Actually, no. Different bug. Floating point problems should not happen for the same person, because their distinct ID does not normally change. Some events are coming in without $feature/ properties being set at all.

samwinslow · 2021-09-21T17:45:09Z

The question is really: why so many users without $feature/ properties set? Here's the same graph with a global filter applied, to only show users with 4267-event-property-taxonomy (which is another flag rolled out to all users).

None then becomes a tiny fraction of users explainable by some corner case.

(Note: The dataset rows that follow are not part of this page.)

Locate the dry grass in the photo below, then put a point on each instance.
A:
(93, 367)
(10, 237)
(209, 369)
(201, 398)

@mariusandra any thoughts, since we worked on this together? I've been sleuthing on it for a while. Seems to happen most often on pageview events. Perhaps pageviews are sent before feature flags are calculated?

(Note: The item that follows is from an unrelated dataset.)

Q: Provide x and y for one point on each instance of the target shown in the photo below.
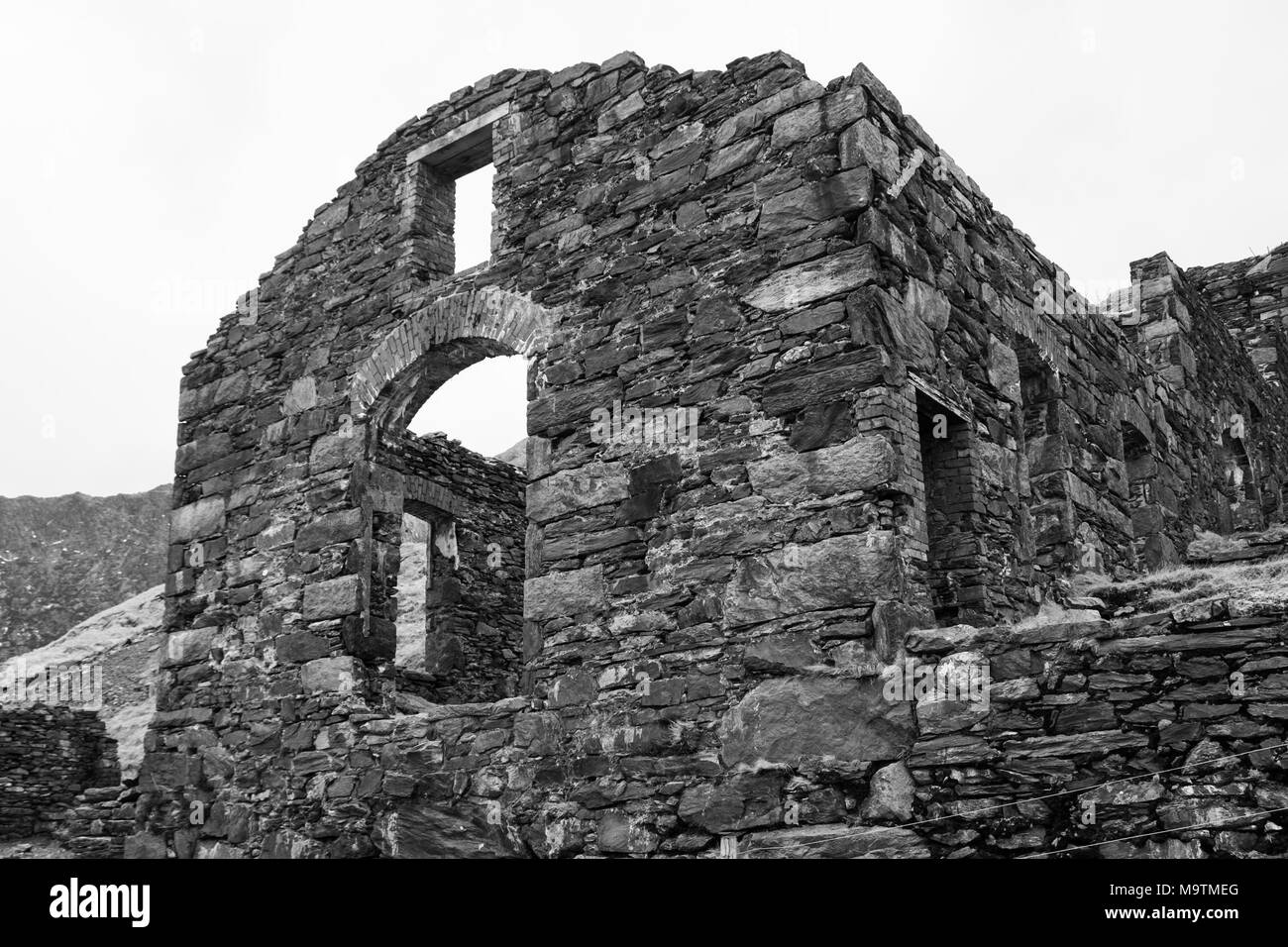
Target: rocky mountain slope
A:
(64, 558)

kpthatsme · 2021-09-21T18:30:34Z

The question is really: why so many users without $feature/ properties set? Here's the same graph with a global filter applied, to only show users with 4267-event-property-taxonomy (which is another flag rolled out to all users).

None then becomes a tiny fraction of users explainable by some corner case.

Looking at unique users, I think there's still too many Nones, "d" is set to an allocation of 6%.

I wonder if it could be older libraries or something like that? Anyway good call on looping in Marius, maybe you guys can go through it on your next pairing session. For now it's marked alpha and we aren't releasing it, so we're covered on that front.

mariusandra · 2021-09-22T05:32:59Z

I'm not sure what's happening here to be honest.

Break the users where this flag is not set down by the posthog-js library version and you'll get this:

Where the flag is set:

... so it's not that.

Breaking down by host reveals something else. Not going to copy/paste results due to PII, but in short the cases where this flag is not defined are mostly on posthog.com and some self-hosted domains, none of the cases appears to be on app.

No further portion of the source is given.